判決文における争点:(1)アスピリン云々について

右につきましては、当日25日の昼過ぎ、私の家で顔を合わせたIYとOという、波崎手午后神社の神官が、バイクの売買を巡って「お前え俺が預けたバイクを無断で売っちまってどうする心算だ」と喰ってかかったことから「俺はお前から買ったもので預かった覚えはない。買ったものを何処へ売ろうと文句を言われる筋合いはない」「ふざけるな俺はバイクを担保にして金を借りただけだ。売った覚えなんかねえ」「ふざけるななんて、それはこっちの言う台詞だ。第一質屋でも金貸しでもねえ俺が、何でそんな真似をしなけりゃあなんないんだ」等々、Oがうんざりしたような形で「俺は4時頃人と会う約束がしてあるから」と腰を上げるまで、延々数時間にも亘っての大口論が展開されていたという事実が伏線として存在していることを念頭に置いて頂かなくてはならないと存じます。このOさんという方は、神官のかたわら、不動産仲介業の免許を持って、副業というよりもむしろ本業のように、私などとも共同で手広くそれらを営んでいたのであります。

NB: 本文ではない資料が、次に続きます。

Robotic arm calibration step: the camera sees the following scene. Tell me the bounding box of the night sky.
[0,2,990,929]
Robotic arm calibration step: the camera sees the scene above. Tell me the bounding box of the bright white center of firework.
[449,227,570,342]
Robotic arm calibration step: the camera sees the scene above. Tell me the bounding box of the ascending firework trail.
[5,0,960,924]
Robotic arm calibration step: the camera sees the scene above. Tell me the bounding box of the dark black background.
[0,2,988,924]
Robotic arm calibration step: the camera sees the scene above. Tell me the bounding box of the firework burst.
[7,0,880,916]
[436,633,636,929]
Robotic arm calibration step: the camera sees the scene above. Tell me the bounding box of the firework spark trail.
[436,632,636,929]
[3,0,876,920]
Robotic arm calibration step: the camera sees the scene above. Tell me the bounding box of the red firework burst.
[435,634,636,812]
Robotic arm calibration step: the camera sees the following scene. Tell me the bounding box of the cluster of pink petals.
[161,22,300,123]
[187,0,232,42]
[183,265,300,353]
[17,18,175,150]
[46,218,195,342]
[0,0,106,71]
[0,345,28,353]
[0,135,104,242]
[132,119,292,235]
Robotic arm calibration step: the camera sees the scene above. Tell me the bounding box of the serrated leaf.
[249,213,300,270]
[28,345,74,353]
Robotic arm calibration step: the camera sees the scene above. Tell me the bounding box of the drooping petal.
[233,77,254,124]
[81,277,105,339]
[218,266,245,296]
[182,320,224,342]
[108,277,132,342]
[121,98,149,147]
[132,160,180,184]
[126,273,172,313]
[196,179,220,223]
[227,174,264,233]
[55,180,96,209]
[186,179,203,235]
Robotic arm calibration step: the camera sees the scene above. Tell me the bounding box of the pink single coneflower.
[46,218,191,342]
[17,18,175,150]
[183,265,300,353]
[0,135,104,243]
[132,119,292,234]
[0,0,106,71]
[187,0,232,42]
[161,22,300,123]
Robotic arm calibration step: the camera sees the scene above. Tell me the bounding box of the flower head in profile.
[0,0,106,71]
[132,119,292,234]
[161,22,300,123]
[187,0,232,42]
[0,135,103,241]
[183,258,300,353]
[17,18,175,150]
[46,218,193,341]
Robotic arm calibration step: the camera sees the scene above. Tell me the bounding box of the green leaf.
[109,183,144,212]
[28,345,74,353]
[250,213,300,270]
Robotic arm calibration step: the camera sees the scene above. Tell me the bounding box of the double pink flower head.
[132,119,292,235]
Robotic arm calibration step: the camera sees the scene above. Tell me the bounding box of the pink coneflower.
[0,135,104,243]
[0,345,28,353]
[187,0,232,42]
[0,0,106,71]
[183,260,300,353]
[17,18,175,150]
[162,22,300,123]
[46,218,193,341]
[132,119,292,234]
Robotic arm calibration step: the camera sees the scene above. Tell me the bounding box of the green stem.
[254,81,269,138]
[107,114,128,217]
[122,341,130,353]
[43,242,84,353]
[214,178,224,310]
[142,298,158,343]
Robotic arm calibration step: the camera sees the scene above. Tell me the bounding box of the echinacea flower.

そうしたことから、いわゆる「ノン・バンク金融」の方にも顔が広かったこともあり、IYから一寸まとまった金が欲しい旨の相談を受けた私が「お前、いままで田圃や畑とられちまって殆ど残ってねえだろ。担保はあんのか」と申しましたところ「大丈夫だ。今度は家屋敷を抵当にして、ひと勝負かける心算だから」と申してききませんので、私がOさんに話を通しましたところ、Hさんから銚子の業者に、そしてそこから八日市場の業者へというルートで話が具体化して、当夜もそうしたことの予備交渉のような形での八日市場行きだった訳です。

そのような訳でしたので、Oさんとしても或る程度の関心は持っていた訳ですので、所用を済ましての帰り道、自宅より先に私の家に顔を出しましたことから、再びIYと顔を合わせ、又昼間の口論のむし返しが行われそうになったのですが、いくばくもなくして、Tさんが訪れて来ましたので、危うくそれ以上には発展せずに済んだという一幕もあったのです。

長々と引用致しましたが、そうした伏線が存在しておりましたことから、IYがその夜、私の家を辞去する際に、私がIYに対して「アスピリンを2、3錠飲めば癒ると言った」という証人を引っ張り出して参りました際、私はそれまでの数々の体験に照らしまして、本能的に或る種の不透明な作為の臭いを嗅ぎ取りましたので「私はそんな直接的な形でアスピリン云々などと言った覚えはありません」と否定したのです。

詳しく申し上げますと、IYがその際土間に下り立ちながら、独り言のような形で、昼間の興奮を甦らせたものか、「あん畜生のお陰で今夜あ眠れそうもねえや」など申しておりましたので「おい冗談じゃねえぞ、Y、おめえ明日また八日市場へ行くってのに、そんなんで居眠り運転でもして、事故でも起こしたらどうすんだ。兎に角今夜は鎮静剤でも飲んでぐっすり寝ておかなきゃ駄目だぞ」と叱りつけるように申しましたところ、「そんなこといったって俺れ家(げ)にそんな気の利いたものなんかあるわけねえべ」と申しますので「うんそうか、といっても、俺んちでも一寸切らしっちまってるしな。そうだ富山(とやま)の置き薬の風邪薬があんべ、アスピリンなら似たようなもんだから、そうしろ」と申し向けただけであり、あくまでも、最初に鎮静剤云々に始まり、それがなかったのならとして、風邪薬アスピリンと波及した段階的な発言でありましたので、決して「始めにアスピリン発言を否定しておきながら、後からこれを認めるという異状な態度は、アスピリン発言のすぐ後に、真正な薬品と偽って青酸化合物入りのカプセルを与えた事実が存在しているからである、と推断しても決して不合理ではない」などど断定されているような後暗い背景などは微塵も存在していないのであります。